Globetrotting author maintains Pakistani roots through food
When Saman Shad decided to call Sydney home more than a decade ago she was determined not to forget her Pakistani roots, especially when it came to cooking for her family.
When Saman Shad decided to call Sydney home more than a decade ago she was determined not to forget her Pakistani roots, especially when it came to cooking for her family.
“I started out by teaching my kids how to cook chicken keema because they’ve grown up in Australia and it’s not something they have easy access to, and I want to introduce them to the spices and foods I grew up eating in Pakistan,” she said.
“These kinds of meals have always been a part of my life, and a dish like keema is easy to make and teach, and everyone has a different recipe of their own. It’s commonly made and eaten in Pakistani households, just as it once was in the Mughal courts.”

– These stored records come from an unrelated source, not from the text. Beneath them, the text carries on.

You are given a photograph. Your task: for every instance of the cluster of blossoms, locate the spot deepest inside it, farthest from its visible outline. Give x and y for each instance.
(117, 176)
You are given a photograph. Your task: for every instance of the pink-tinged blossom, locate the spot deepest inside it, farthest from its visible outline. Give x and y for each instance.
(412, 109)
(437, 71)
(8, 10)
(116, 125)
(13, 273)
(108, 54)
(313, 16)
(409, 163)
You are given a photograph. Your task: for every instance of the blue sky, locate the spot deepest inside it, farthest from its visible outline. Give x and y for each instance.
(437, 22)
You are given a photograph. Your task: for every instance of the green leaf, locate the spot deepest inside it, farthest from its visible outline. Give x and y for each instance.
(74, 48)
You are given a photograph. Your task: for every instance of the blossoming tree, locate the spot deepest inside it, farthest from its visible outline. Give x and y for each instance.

When The Australian asked some of our best-known novelists, playwrights, journalists and critics which recipes were most important to them and why, Shad shared a recipe which she’s since adapted for her three children.
Her keema recipe, which will appear in Monday’s edition of The Australian, is a nod to her childhood in Pakistan, as well as a celebration of her life in Australia.

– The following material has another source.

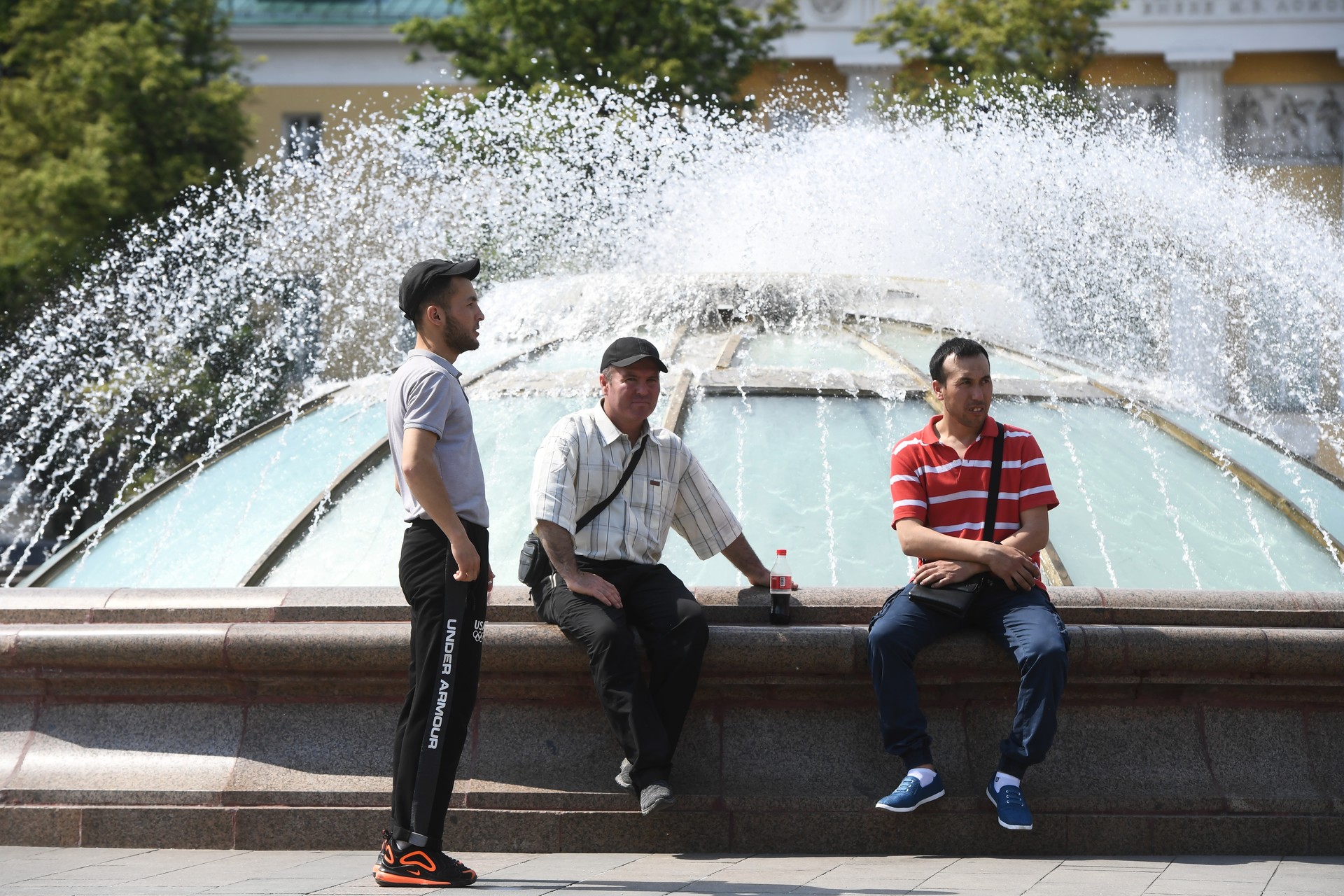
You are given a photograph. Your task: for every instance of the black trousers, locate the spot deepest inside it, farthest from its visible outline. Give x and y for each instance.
(647, 718)
(448, 626)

“When I’m cooking it for my children, I don’t add any chilli powder, but you don’t really need to add chilli to enjoy the spices that make it such a flavoursome and much loved dish,” she said.
“There is not one keema recipe, but there are many. Everyone in my family makes keema a different way … How I’ve written it for the summer cookbook is what I usually do, though with experience I season by the eye like most Pakistanis do.”
Shad, who lived in Pakistan, the Middle East and the UK before settling in Australia, is set to publish her debut novel, The Matchmaker, at the end of January. The much-anticipated book focuses on the Sydney-based Pakistani diaspora and professional matchmaker called Saima.
“Through Saima and her clients, the book explores different cultural backgrounds and different ways of thinking,” Shad said.
“She doesn’t want it (the matchmaking) to be about pairing people from the same background or family, she wants it to be about who’s the best match. She’s trying to change all that.”
While it was tempting to write a “misery book” about arranged marriages and matchmaking, Shad said she was determined to produce something that was humorous and positive.
“I’ve read a lot of miserable books about people who have had tragic experiences, which of course needs to be told,” she said.
“But there is the other side of the coin, where many people have great and even funny experiences of arranged marriages, and lead very happy lives. This is the kind of story I wanted to tell.”